松坂桃李が主人公を演じて話題に! 全51巻が累計発行部数2000万を突破した『居眠り磐音』ってどんな作品?

文芸・カルチャー

2019/6/13

『陽炎ノ辻 居眠り磐音(一) 決定版』(佐伯泰英/文藝春秋)

■澄んだ心を持つ剣士が居眠り剣法を使って躍動

 現在、上映中の松坂桃李主演による時代劇映画『居眠り磐音』。その原作「居眠り磐音」シリーズは、全51巻からなる佐伯泰英作の書き下ろし時代小説だ。

 主人公・坂崎磐音は、九州、豊後関前藩の中老の家に生まれた人物。幼少より剣術修行に励み、師匠の中戸信継から、

磐音の構えは、春先の縁側で日向ぼっこしている年寄り猫のようじゃ。眠っているのか起きているのか、まるで手応えがない。こちらもつい手を出すのを忘れてしまう。居眠り磐音の居眠り剣法じゃな(第1巻より)

 と腕前を評された。それがあだ名の由来である。字面からは長閑な剣のように思えるが、磐音はめっぽう強い。対戦相手の気合を飲み込み、焦らしきった末に一撃を放つ。決闘シーンの緊張感は、本作の大きな魅力だ。

 磐音は、ただ強いだけではない。

 ある騒動により、ともに修行に励んだ幼なじみを討ち取ることを余儀なくされ、その妹でもある許嫁・奈緒と離ればなれに。そんな悲運を背負い、江戸の長屋でひっそり暮らす、悲しく切ないヒーローなのだ。

 悲しみを知る磐音は誰にも優しい。澄んだ心を持ち、自らの弱さも知る磐音の周りには、人情味あふれる人々が集まる。磐音は剣術を駆使して人々を助け、人々もまた磐音を助ける。シリーズを通して、脇役たちの人間性がじっくりと描かれ、物語が深みを増していくのも、長編ならではの良さだ。

■決定版、外伝、息子の武者修行を描く新作も刊行

 当初、シリーズ化の予定はなかったという本作だが、刊行を重ねるたびに世界観が拡大。2002年4月から16年1月に刊行された双葉文庫版は、全巻の累計発行部数が2000万を突破している(双葉文庫版は『居眠り磐音 江戸双紙』と題されていた)。

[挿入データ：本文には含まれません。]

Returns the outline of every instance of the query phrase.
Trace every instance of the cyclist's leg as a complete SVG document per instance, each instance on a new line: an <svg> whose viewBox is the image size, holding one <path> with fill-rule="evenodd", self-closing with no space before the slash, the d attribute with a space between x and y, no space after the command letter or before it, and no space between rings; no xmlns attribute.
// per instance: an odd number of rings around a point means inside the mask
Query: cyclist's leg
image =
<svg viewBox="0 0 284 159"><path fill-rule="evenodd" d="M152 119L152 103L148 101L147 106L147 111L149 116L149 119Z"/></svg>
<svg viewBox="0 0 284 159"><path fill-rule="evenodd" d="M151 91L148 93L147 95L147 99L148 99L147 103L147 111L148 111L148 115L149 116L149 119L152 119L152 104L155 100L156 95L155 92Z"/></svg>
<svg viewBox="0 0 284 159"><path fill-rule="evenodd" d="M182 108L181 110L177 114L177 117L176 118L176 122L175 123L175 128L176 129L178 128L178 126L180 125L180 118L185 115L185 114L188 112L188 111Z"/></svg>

 19年3月からは、文藝春秋より、著者が加筆修正を行う“決定版”の刊行がスタート。6月6日に、第8巻「朔風ノ岸」、第9巻「遠霞ノ峠」が発売に。また、1月には磐音と奈緒の幼少からの歩みを追った「奈緒と磐音」、4月には磐音の弟妹分たちの若き日々を描いた「武士の賦」という2冊の書き下ろし新作も発売された。

 さらに、磐音の息子・空也の武者修行を描く「空也十番勝負」シリーズ(双葉文庫)も刊行中。居眠り磐音ワールドは、いまも広がり続けている。

「居眠り磐音」シリーズは、過去にテレビドラマ化、漫画化されたこともある。なぜそれほど人気なのかと問うなら、ただひと言「面白いから」に他ならない。

 巻ごとに騒動が解決し、全巻を通じて磐音の人生を追える飽きの来ない構成で、全巻読み終えて最初から読み直すファンも少なくないという。時代小説になじみがない人にとっての、目覚めの作品となる可能性も高いだろう。

 愛する作品に、長く、たっぷりと浸れるのだから、長編小説の読者は幸せだ。「居眠り磐音」シリーズに興味を持った方は、まずはすべての出発点となる第1巻『陽炎ノ辻 居眠り磐音(一) 決定版』(文藝春秋)を一読していただきたい。映画を観る前でも、観たあとでも、読み始めるきっかけは何でもかまわない。読み込むうち、真の強さを持つヒーロー・居眠り磐音に、きっと心をつかまれる。